Las Vegas Sun

March 29, 2024

WHERE I STAND:

Smirks and smiles, style and substance

Oh, the dreaded “S” word.

I don’t know how many Americans tuned into the vice presidential debate Thursday night — I suspect it wasn’t nearly enough for the civics lesson that ensued — but those who did should not have been disappointed. Or, as the Sun Editorial and Opinion Editor Matt Hufman told me shortly after the telecast, “I tuned into a fight and a debate broke out!”

I thought both Vice President Joe Biden and Rep. Paul Ryan did very well, each having a specific purpose to achieve, and each achieving well above average grades for their performances. And lest anyone think that these two fellows weren’t on the public stage in a leading actor role, well, naiveté is an American tradition.

What I thought was curious was the general post-debate consensus that the two combatants battled to a draw when it came to substance but that on style points Ryan was the winner. I, of course, disagree.

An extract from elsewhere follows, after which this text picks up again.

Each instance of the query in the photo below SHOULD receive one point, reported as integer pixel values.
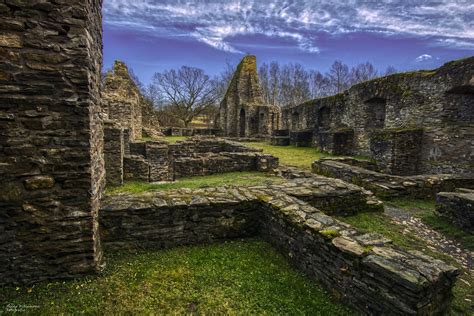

Perhaps it is my bias toward the truth that compels me to believe that Biden was a far more compelling figure during the debate. For sure, Ryan showed himself to be the thoughtful, bright and glib personality that many believe him to be. He is, after all, a rising star in the Republican Party.

But, I always learned that when you are in a debate, pesky little things called facts actually matter. Perhaps that doesn’t apply during presidential and vice presidential debates because those are more about changing or converting the very few minds that have yet to decide for whom they will vote, but I learned that debating important positions always had to be based on facts.

And that brings me to the “S” word and how it may have played in those debates.

Some people may think that “S” refers to the words substance or style, the two categories which the “experts” deemed were controlling in deciding which debater actually won. Most people thought Biden either won slightly or tied Ryan on matters of substance, but that Ryan won on style. And they pointed to the first of the “S” words to make their point.

Biden smiled. Yes, he smiled when there was something to smile about and he smiled — thanks to the split screen — when his opponent said something that wasn’t quite true or was mostly untrue. The pundits said he should not have smiled because it was patronizing and rude. They also said he interrupted too much, which was equally rude, but since interruption doesn’t start with an “S,” I will leave that discussion for another time.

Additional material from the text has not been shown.